Universities need to stop hiring these anti-Semites.
https://reason.com/volokh/2024/08/13/court-issues-preliminary-injunction-against-ucla-stemming-from-risk-of-repetition-of-exclusion-of-jewish-or-pro-israel-students-from-parts-of-campus/
https://reason.com/volokh/2024/08/14/ucla-appeals-yesterdays-preliminary-injunction-that-ordered-it-to-avoid-repetition-of-exclusion-of-jewish-or-pro-israel-students-from-parts-of-campus/
Based on this precedent, they’re likelier to stop hiring / admitting Jews.
What should happen---this guy should be prosecuted under a civil rights law.
Quite.
"[m]aybe the classroom demonstration wasn't done in the most unproblematic of ways"
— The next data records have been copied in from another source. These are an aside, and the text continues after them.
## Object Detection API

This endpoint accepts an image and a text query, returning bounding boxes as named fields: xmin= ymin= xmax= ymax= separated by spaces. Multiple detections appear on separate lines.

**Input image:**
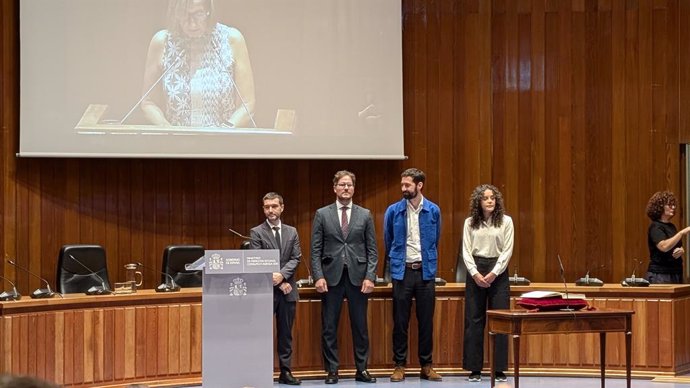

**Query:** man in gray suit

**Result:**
xmin=249 ymin=192 xmax=302 ymax=385
xmin=311 ymin=171 xmax=378 ymax=384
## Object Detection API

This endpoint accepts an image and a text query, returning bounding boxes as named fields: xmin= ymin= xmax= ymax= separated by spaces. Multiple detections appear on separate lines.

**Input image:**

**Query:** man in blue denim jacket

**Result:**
xmin=383 ymin=168 xmax=442 ymax=382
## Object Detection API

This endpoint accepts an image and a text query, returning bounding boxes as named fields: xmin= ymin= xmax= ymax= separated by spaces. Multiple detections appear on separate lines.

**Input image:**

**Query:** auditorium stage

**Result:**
xmin=173 ymin=376 xmax=690 ymax=388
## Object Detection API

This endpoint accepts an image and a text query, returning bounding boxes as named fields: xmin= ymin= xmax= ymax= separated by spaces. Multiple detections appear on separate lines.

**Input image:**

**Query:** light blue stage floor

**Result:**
xmin=173 ymin=376 xmax=690 ymax=388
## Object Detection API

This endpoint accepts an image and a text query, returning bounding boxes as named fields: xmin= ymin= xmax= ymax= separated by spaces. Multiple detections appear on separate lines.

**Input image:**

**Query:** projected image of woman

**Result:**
xmin=141 ymin=0 xmax=256 ymax=128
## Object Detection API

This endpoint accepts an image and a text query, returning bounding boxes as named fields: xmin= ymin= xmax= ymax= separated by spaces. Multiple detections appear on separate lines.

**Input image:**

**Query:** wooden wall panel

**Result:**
xmin=0 ymin=0 xmax=690 ymax=292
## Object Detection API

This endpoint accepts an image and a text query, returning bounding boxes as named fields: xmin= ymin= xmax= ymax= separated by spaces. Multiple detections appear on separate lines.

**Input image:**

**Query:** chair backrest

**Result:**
xmin=161 ymin=245 xmax=204 ymax=287
xmin=55 ymin=245 xmax=111 ymax=294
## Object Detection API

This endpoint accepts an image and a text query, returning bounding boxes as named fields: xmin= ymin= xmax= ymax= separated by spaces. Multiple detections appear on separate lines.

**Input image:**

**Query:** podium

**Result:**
xmin=74 ymin=104 xmax=296 ymax=135
xmin=189 ymin=249 xmax=280 ymax=388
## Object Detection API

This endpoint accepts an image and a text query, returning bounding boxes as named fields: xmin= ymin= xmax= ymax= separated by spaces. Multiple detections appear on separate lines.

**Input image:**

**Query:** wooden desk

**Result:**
xmin=0 ymin=283 xmax=690 ymax=387
xmin=487 ymin=309 xmax=634 ymax=388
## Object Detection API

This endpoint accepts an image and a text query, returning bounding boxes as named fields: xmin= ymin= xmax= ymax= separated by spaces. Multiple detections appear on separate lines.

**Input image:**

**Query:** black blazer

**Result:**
xmin=249 ymin=221 xmax=302 ymax=302
xmin=311 ymin=203 xmax=378 ymax=286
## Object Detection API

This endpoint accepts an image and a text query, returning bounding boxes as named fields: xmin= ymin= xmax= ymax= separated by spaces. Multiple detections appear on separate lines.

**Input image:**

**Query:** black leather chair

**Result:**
xmin=161 ymin=245 xmax=204 ymax=287
xmin=55 ymin=245 xmax=111 ymax=294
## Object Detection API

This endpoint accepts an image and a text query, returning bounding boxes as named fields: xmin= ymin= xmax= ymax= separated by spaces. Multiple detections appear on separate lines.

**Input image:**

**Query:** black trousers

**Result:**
xmin=462 ymin=257 xmax=510 ymax=372
xmin=393 ymin=268 xmax=436 ymax=366
xmin=321 ymin=267 xmax=369 ymax=373
xmin=273 ymin=287 xmax=297 ymax=372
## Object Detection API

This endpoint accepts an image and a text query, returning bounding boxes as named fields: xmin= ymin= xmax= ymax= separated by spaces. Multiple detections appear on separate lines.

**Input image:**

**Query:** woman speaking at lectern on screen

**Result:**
xmin=141 ymin=0 xmax=256 ymax=128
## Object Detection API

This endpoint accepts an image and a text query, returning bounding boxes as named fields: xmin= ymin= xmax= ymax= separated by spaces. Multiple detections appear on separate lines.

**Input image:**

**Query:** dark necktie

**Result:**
xmin=273 ymin=226 xmax=283 ymax=249
xmin=340 ymin=206 xmax=350 ymax=238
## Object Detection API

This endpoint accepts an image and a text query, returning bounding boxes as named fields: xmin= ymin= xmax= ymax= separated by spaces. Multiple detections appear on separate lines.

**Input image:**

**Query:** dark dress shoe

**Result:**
xmin=355 ymin=370 xmax=376 ymax=383
xmin=278 ymin=371 xmax=302 ymax=385
xmin=324 ymin=372 xmax=338 ymax=384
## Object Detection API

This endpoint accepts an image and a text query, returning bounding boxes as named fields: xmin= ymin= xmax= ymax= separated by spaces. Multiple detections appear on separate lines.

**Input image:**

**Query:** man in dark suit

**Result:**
xmin=249 ymin=192 xmax=302 ymax=385
xmin=311 ymin=171 xmax=378 ymax=384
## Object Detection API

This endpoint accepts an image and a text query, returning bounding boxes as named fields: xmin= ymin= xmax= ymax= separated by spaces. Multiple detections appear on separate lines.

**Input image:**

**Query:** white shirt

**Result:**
xmin=405 ymin=193 xmax=424 ymax=263
xmin=335 ymin=201 xmax=352 ymax=228
xmin=462 ymin=215 xmax=514 ymax=276
xmin=266 ymin=218 xmax=283 ymax=241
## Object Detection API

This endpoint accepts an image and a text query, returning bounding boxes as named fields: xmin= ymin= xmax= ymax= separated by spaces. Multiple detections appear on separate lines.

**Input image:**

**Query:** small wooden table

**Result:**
xmin=487 ymin=309 xmax=635 ymax=388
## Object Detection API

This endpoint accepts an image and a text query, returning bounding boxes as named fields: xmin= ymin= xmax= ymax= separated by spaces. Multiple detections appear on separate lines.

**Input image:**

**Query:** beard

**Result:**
xmin=403 ymin=190 xmax=419 ymax=200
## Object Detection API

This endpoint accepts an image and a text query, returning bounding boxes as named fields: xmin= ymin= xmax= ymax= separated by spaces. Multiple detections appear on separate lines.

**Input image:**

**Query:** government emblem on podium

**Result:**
xmin=208 ymin=253 xmax=223 ymax=270
xmin=229 ymin=278 xmax=247 ymax=296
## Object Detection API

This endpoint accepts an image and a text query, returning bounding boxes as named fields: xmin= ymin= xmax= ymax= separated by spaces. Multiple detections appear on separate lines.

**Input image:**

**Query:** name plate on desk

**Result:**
xmin=205 ymin=249 xmax=280 ymax=275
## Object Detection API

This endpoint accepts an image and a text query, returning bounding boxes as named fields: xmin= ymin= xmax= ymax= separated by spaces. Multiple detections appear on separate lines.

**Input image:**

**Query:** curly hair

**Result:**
xmin=333 ymin=170 xmax=355 ymax=186
xmin=470 ymin=184 xmax=505 ymax=229
xmin=647 ymin=191 xmax=676 ymax=221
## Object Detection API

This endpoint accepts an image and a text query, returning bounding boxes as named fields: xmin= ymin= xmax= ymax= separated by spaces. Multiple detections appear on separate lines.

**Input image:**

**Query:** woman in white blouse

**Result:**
xmin=462 ymin=184 xmax=513 ymax=382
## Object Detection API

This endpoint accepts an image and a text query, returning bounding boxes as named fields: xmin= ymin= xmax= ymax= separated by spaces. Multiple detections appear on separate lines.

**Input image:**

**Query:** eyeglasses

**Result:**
xmin=183 ymin=11 xmax=211 ymax=25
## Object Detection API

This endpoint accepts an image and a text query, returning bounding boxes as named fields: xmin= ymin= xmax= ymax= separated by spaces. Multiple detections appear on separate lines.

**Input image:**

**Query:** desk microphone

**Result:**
xmin=621 ymin=259 xmax=649 ymax=287
xmin=575 ymin=264 xmax=606 ymax=287
xmin=118 ymin=49 xmax=184 ymax=125
xmin=230 ymin=73 xmax=257 ymax=128
xmin=295 ymin=261 xmax=314 ymax=288
xmin=508 ymin=266 xmax=532 ymax=286
xmin=68 ymin=255 xmax=112 ymax=295
xmin=7 ymin=260 xmax=63 ymax=299
xmin=228 ymin=228 xmax=254 ymax=241
xmin=134 ymin=262 xmax=180 ymax=292
xmin=0 ymin=276 xmax=22 ymax=302
xmin=556 ymin=253 xmax=575 ymax=311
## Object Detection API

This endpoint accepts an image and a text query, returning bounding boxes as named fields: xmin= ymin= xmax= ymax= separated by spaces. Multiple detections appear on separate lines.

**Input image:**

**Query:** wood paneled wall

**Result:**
xmin=0 ymin=0 xmax=690 ymax=293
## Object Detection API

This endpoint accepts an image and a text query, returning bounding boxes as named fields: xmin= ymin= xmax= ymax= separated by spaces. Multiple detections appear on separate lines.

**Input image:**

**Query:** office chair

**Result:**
xmin=161 ymin=245 xmax=204 ymax=287
xmin=55 ymin=245 xmax=110 ymax=294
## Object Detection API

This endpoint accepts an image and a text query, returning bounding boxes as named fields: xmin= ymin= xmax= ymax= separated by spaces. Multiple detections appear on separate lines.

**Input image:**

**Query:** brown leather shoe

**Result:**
xmin=419 ymin=365 xmax=443 ymax=381
xmin=391 ymin=365 xmax=405 ymax=383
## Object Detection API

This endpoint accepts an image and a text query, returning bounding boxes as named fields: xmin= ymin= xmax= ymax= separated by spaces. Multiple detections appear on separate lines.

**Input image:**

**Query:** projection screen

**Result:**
xmin=19 ymin=0 xmax=404 ymax=159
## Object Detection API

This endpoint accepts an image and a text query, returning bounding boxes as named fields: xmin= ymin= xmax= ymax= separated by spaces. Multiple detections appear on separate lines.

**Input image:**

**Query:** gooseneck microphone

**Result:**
xmin=134 ymin=262 xmax=180 ymax=292
xmin=0 ymin=276 xmax=22 ymax=302
xmin=621 ymin=259 xmax=649 ymax=287
xmin=575 ymin=264 xmax=606 ymax=287
xmin=230 ymin=73 xmax=258 ymax=128
xmin=118 ymin=50 xmax=184 ymax=125
xmin=69 ymin=255 xmax=112 ymax=295
xmin=7 ymin=260 xmax=63 ymax=299
xmin=228 ymin=228 xmax=253 ymax=241
xmin=556 ymin=253 xmax=574 ymax=311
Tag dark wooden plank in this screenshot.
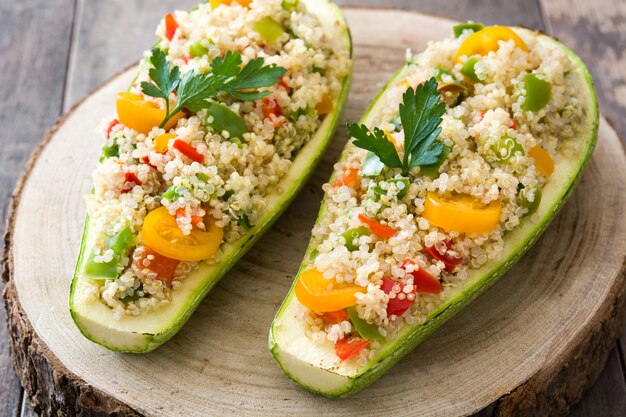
[541,0,626,415]
[66,0,199,106]
[20,397,37,417]
[0,0,74,416]
[570,349,626,417]
[335,0,544,30]
[541,0,626,140]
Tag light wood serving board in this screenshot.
[3,8,626,416]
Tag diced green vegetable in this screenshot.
[222,190,235,201]
[491,135,526,162]
[522,74,552,111]
[452,22,485,38]
[237,213,252,229]
[289,106,315,122]
[280,0,300,12]
[120,284,143,304]
[435,67,456,81]
[342,226,372,252]
[84,250,120,280]
[362,151,385,177]
[189,41,209,58]
[460,57,478,81]
[373,178,409,198]
[252,16,285,43]
[347,307,384,340]
[161,185,180,201]
[207,103,248,140]
[420,146,452,178]
[230,138,243,149]
[109,226,135,255]
[522,187,541,215]
[102,139,120,158]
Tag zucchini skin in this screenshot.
[68,0,353,353]
[269,29,599,398]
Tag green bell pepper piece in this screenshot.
[491,135,526,162]
[289,106,315,122]
[280,0,300,12]
[372,178,409,198]
[342,226,372,252]
[521,187,541,215]
[252,16,285,43]
[109,226,135,255]
[102,139,120,159]
[435,67,456,81]
[452,22,485,38]
[161,185,180,201]
[84,250,120,280]
[189,41,209,58]
[522,74,552,112]
[363,151,385,177]
[207,103,248,139]
[460,57,478,81]
[347,307,384,340]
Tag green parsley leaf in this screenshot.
[224,54,287,101]
[400,77,446,171]
[348,77,446,175]
[348,123,402,168]
[141,48,287,127]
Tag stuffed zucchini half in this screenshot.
[269,23,598,397]
[69,0,352,352]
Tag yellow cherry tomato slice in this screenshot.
[117,91,183,135]
[211,0,252,9]
[295,268,365,313]
[528,145,554,177]
[422,192,502,234]
[141,207,224,262]
[154,133,176,153]
[455,26,528,62]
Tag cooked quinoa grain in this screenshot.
[296,31,586,365]
[80,0,350,316]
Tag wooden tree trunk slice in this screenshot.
[3,8,626,416]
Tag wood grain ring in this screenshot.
[2,9,626,416]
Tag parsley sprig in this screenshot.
[141,48,287,127]
[348,77,446,175]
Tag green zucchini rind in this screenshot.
[69,0,352,353]
[269,28,599,397]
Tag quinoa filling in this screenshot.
[294,27,586,366]
[83,0,350,319]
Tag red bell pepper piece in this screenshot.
[359,213,396,239]
[165,13,179,41]
[402,259,441,294]
[106,119,120,139]
[424,242,463,272]
[380,277,416,317]
[335,336,370,361]
[174,139,204,163]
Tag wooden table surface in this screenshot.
[0,0,626,417]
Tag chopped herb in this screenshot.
[141,48,287,127]
[348,77,446,175]
[222,190,235,201]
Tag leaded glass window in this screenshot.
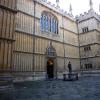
[40,12,58,34]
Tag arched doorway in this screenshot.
[47,59,54,78]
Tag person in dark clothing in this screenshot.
[68,61,72,73]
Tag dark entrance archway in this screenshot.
[47,59,54,79]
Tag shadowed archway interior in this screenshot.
[47,59,54,79]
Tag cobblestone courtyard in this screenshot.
[0,77,100,100]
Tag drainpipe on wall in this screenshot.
[32,0,36,79]
[62,16,66,71]
[76,19,82,70]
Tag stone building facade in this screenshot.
[0,0,100,80]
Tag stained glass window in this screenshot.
[40,12,58,34]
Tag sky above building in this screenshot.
[47,0,100,16]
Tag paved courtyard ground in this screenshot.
[0,77,100,100]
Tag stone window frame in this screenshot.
[82,27,89,33]
[84,45,91,52]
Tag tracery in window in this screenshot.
[40,12,58,34]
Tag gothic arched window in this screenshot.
[40,12,58,34]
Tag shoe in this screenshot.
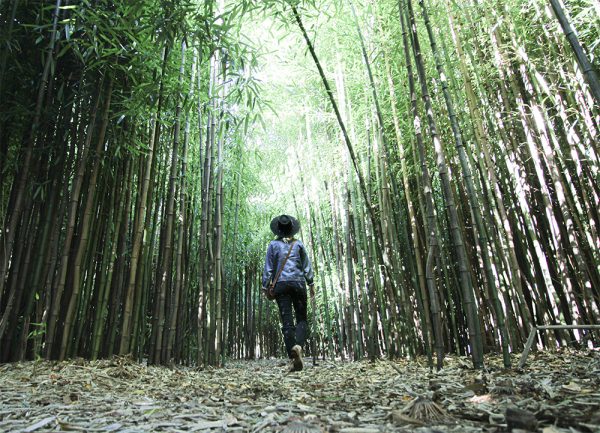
[290,344,304,371]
This type of verbiage amuses me. It reminds me of Biden saying that Israel's response to terrorism in its borders "was not a significant overreaction."
It's classic academic, passive, negative voice.
That's a bunch of lawyers in the credits section. That anti-SLAPP invoice is going to be a hefty one.
The Belgian Free State was bad, so bad Leopold had it taken from him by the Belgian state as a result of international disgust. It was reviled by the entire West, even Leopold's son and heir. The biggest reasons it isn't as well-known as the Holocaust are that 1) "genocide" wasn't formulated yet and probably doesn't apply, 2) the Holocaust is more recent, and 3) more people died in all genocides together by the Nazis (17M) and WWII (50+M) than in the Belgian Free State (10M).
Also, the Belgian Free State wasn't under Belgian rule but under the rule of one Belgian as a personal possession.
All that to say, the professor wasn't factually incorrect, but his actions were still wrong.
He's not entirely correct, either. The Belgian Congo was okayish, the Belgian Free Congo (not under the rule of Belgium, despite the name) was not.
It was actually named the Congo Free State. No Belgian in the name.